The quake hit the city of Rustaq, 150 miles
north of the Afghan capital,
Kabul, destroying 15,000 homes, said Sher
Mohammed, a spokesman for the military alliance that controls the sparsely
populated, mountainous area.
Tremors of varying intensity rocked the
region for hours afterwards, he said, speaking to The Associated Press by
satellite telephone.
The U.S. Geological Survey in Golden, Colo.,
put the magnitude of Wednesday's quake at 6.1.
Mohammed said landslides triggered by the
quake caused much of the destruction.
"The hills collapsed into each other,
making a huge crater in the earth," he said.
Rubble buried the mud and brick homes perched
on the region's hillsides,
he said. Winter snows blanketing the mountain
villages were slowing rescue efforts.
News of the devastation in the isolated
northern province of Tahkar, which borders Tajikistan, reached Kabul only
Friday, and details remained difficult to confirm.
The Taliban's Radio Shariat reported the
earthquake in its evening news report, saying that about 3,200 people were
killed in the quake. Television reports from neighboring Iran put the combined
death and injury toll at around 1,000. The source of their information was not
immediately known.
U.N. and Red Cross officials in neighboring
Pakistan said they were trying to arrange relief teams to travel to the area,
but could not confirm the casualty figures.

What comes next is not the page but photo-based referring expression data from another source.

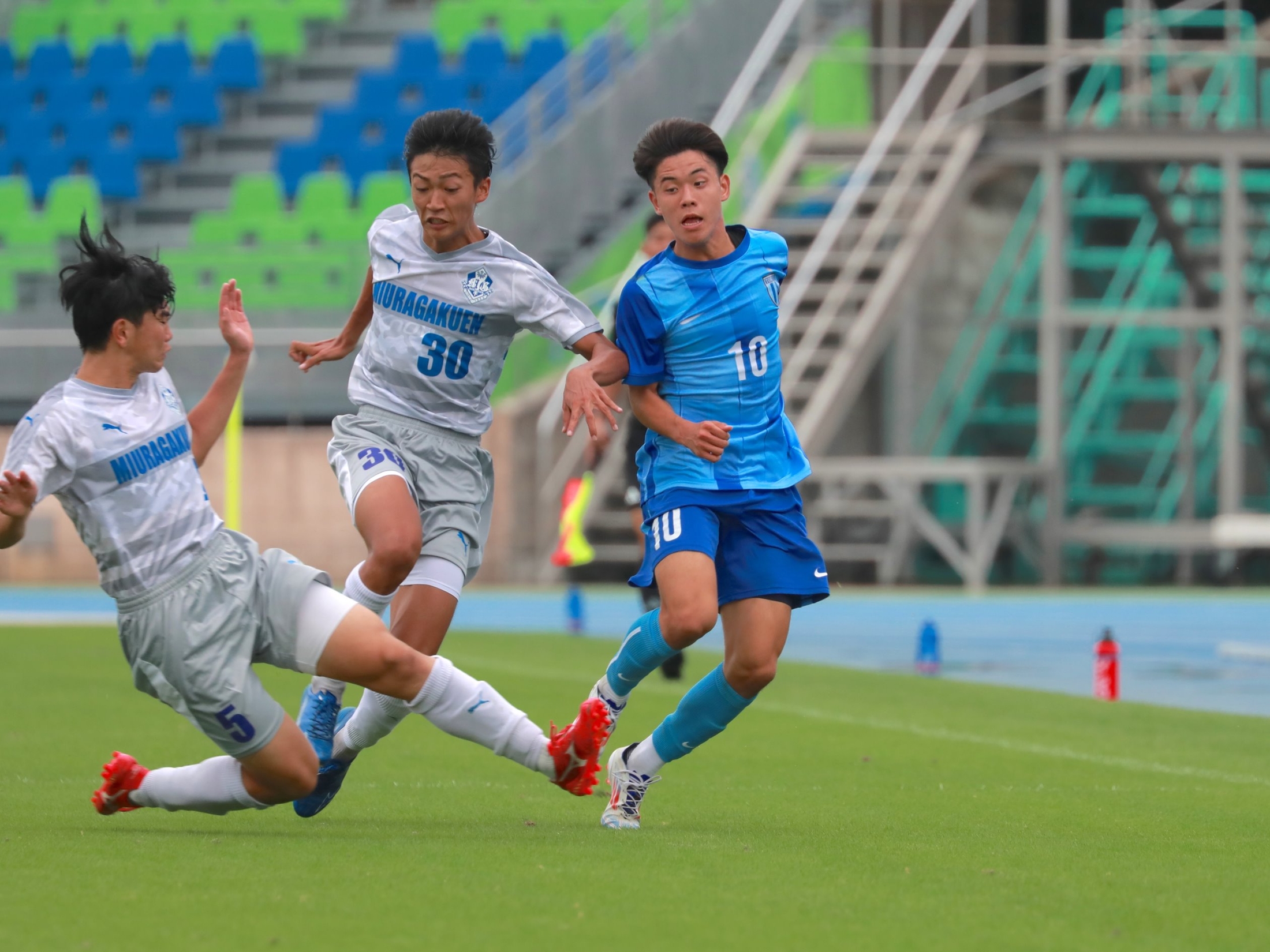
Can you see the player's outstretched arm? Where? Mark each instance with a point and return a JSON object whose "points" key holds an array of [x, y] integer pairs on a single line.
{"points": [[17, 499], [342, 346], [207, 421], [707, 440], [585, 386]]}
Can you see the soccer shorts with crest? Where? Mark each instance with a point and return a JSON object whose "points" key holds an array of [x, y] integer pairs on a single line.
{"points": [[756, 537]]}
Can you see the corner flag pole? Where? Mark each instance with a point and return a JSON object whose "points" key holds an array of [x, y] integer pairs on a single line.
{"points": [[234, 466]]}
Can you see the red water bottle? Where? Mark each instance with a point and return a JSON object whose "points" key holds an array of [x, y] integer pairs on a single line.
{"points": [[1107, 668]]}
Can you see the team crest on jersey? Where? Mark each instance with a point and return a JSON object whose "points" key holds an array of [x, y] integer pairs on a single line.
{"points": [[772, 282], [478, 284]]}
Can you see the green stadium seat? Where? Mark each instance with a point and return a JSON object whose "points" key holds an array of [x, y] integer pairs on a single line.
{"points": [[380, 191], [69, 198], [324, 208], [455, 21]]}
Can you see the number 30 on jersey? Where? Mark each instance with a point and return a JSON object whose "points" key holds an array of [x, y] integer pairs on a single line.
{"points": [[442, 356]]}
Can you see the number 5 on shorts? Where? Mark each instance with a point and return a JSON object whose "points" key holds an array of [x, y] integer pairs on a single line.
{"points": [[239, 728]]}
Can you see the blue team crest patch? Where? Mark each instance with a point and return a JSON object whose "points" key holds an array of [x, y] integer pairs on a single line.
{"points": [[772, 282], [478, 284]]}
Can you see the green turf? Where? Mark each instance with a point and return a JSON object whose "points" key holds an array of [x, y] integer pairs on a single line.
{"points": [[845, 810]]}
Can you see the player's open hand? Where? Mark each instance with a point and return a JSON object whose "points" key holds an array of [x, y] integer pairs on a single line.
{"points": [[707, 440], [17, 494], [318, 352], [583, 396], [236, 327]]}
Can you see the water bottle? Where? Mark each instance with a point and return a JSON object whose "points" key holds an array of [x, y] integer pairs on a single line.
{"points": [[928, 661], [574, 619], [1107, 668]]}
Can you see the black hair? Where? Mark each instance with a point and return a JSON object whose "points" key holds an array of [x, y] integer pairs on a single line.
{"points": [[454, 132], [674, 136], [107, 284]]}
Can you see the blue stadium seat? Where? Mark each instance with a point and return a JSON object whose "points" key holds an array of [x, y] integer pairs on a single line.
{"points": [[543, 54], [126, 98], [168, 64], [68, 98], [116, 173], [193, 102], [87, 135], [236, 64], [296, 160], [484, 55], [497, 93], [446, 91], [50, 60], [109, 61], [154, 137], [418, 58], [41, 167]]}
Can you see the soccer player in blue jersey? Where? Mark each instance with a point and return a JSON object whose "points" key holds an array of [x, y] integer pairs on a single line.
{"points": [[723, 521]]}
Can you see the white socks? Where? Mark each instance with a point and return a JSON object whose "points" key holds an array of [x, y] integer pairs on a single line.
{"points": [[211, 788], [459, 705], [372, 721], [356, 589], [644, 758]]}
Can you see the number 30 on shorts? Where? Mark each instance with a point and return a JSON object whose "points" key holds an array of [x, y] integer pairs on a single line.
{"points": [[443, 356], [666, 527]]}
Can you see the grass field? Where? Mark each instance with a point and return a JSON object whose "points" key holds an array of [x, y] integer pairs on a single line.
{"points": [[843, 810]]}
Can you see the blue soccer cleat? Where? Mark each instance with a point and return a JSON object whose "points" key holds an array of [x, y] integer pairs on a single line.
{"points": [[318, 710], [331, 777]]}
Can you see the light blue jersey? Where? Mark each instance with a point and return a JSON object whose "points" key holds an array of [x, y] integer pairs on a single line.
{"points": [[705, 332]]}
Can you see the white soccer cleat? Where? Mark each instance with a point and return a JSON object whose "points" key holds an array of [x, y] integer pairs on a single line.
{"points": [[615, 710], [629, 790]]}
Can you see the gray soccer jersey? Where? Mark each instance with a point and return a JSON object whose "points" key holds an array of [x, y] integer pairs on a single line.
{"points": [[443, 321], [121, 465]]}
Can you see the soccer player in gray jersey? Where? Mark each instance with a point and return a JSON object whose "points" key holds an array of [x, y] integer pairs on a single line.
{"points": [[199, 604], [442, 300]]}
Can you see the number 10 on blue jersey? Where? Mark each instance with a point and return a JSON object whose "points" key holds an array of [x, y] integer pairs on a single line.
{"points": [[454, 358]]}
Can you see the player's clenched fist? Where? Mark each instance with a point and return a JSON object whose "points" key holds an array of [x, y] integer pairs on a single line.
{"points": [[17, 494], [707, 440]]}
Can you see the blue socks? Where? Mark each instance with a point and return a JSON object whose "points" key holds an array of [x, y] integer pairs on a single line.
{"points": [[703, 713], [640, 654]]}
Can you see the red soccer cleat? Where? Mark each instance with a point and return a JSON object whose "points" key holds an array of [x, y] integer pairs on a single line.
{"points": [[122, 776], [576, 749]]}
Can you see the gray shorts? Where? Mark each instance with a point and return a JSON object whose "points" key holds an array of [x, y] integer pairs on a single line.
{"points": [[192, 640], [449, 474]]}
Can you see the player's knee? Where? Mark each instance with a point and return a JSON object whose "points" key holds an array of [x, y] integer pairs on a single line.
{"points": [[750, 676], [688, 623], [397, 555]]}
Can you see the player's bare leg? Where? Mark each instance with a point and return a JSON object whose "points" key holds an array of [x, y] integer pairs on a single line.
{"points": [[388, 519]]}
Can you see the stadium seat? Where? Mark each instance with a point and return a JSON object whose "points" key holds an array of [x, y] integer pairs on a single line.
{"points": [[484, 55], [236, 64], [541, 56], [68, 200], [380, 191], [116, 173], [50, 60], [168, 64], [193, 102], [418, 59], [109, 61]]}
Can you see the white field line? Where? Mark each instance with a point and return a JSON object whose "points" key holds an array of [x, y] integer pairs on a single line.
{"points": [[1018, 747]]}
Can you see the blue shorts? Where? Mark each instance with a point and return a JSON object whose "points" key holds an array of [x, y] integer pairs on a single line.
{"points": [[756, 536]]}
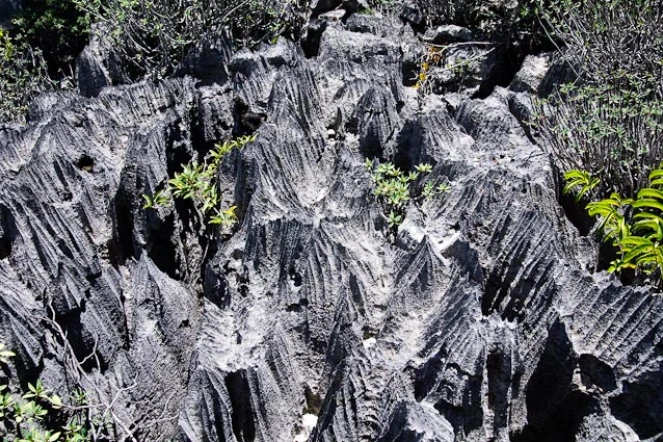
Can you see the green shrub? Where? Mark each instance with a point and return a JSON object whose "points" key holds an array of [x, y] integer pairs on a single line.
{"points": [[152, 37], [393, 188], [23, 76], [58, 28], [613, 132], [32, 416], [632, 225], [197, 182]]}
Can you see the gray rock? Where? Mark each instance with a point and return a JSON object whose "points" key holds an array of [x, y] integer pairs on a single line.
{"points": [[321, 6], [531, 74], [8, 8], [477, 320], [448, 34]]}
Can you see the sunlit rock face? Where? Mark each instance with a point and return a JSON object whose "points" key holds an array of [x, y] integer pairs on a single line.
{"points": [[478, 320]]}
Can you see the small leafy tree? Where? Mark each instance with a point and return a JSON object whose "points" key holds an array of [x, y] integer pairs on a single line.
{"points": [[197, 182], [23, 417], [393, 188]]}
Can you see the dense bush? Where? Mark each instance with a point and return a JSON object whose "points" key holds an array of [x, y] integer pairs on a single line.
{"points": [[23, 75], [633, 226], [151, 37]]}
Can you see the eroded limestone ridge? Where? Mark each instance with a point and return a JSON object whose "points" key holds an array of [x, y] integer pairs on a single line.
{"points": [[479, 320]]}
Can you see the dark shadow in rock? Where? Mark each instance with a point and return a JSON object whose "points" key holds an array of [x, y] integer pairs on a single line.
{"points": [[555, 409], [85, 163], [640, 405], [432, 381], [8, 231]]}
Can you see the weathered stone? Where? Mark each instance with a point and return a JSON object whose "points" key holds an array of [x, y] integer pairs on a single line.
{"points": [[448, 34], [476, 320]]}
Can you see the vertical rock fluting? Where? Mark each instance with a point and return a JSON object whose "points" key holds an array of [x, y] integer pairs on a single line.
{"points": [[477, 321]]}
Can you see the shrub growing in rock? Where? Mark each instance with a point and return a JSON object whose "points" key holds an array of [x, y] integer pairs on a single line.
{"points": [[152, 37], [634, 226], [609, 122], [393, 188], [197, 182]]}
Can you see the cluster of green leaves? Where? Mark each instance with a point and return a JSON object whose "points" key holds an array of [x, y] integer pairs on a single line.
{"points": [[197, 182], [612, 130], [609, 121], [23, 417], [633, 225], [23, 75], [59, 28], [152, 37], [37, 52], [393, 187]]}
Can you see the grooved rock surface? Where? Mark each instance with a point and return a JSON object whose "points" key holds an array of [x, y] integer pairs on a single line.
{"points": [[480, 320]]}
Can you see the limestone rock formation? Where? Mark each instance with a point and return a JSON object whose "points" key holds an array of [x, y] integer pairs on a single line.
{"points": [[482, 319]]}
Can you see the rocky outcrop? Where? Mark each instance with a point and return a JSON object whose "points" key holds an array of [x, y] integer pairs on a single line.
{"points": [[482, 318]]}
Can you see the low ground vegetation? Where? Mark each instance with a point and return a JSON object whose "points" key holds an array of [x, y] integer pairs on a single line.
{"points": [[197, 182]]}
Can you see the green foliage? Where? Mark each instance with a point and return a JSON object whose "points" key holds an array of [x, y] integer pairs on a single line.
{"points": [[635, 227], [23, 75], [37, 53], [31, 416], [609, 121], [152, 37], [394, 188], [197, 182], [582, 179]]}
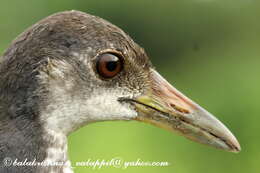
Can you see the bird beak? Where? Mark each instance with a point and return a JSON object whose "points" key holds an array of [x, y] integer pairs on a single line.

Ousted Afghan President Burhanuddin Rabbani,
who leads the anti-Taliban alliance that controls part of northern Afghanistan,
including Tahkar, has appealed for urgent help from the international
community, Mohammed said.
"President Rabbani also called for a one-day mourning period and
asked people across the Afghan nation to pray," Mohammed said.
The Taliban, which controls the remaining 85
percent of Afghanistan, is locked in battles with the northern opposition
alliance on at least three different fronts north of Kabul and in western
Afghanistan. Compounding the
destruction, Mohammed said, Taliban jets dropped cluster bombs on Tahkar's
provincial capital of Taloqan Friday, injuring 12 people. The provincial
capital is 24 miles south of Rustaq.
Taliban supreme leader Mullah Omar has
ordered his troops in neighboring Kunduz province to stop all fighting in the
area, Pakistan's state-run news agency reported.
Pakistani Prime Minister Nawaz Sharif said
his country would mobilize relief supplies for the quake victims.
In 1991, an earthquake with a magnitude of
6.5 killed an estimated 900 people in the remote mountains of Pakistan and
Afghanistan, causing hundreds of millions of dollars in damage.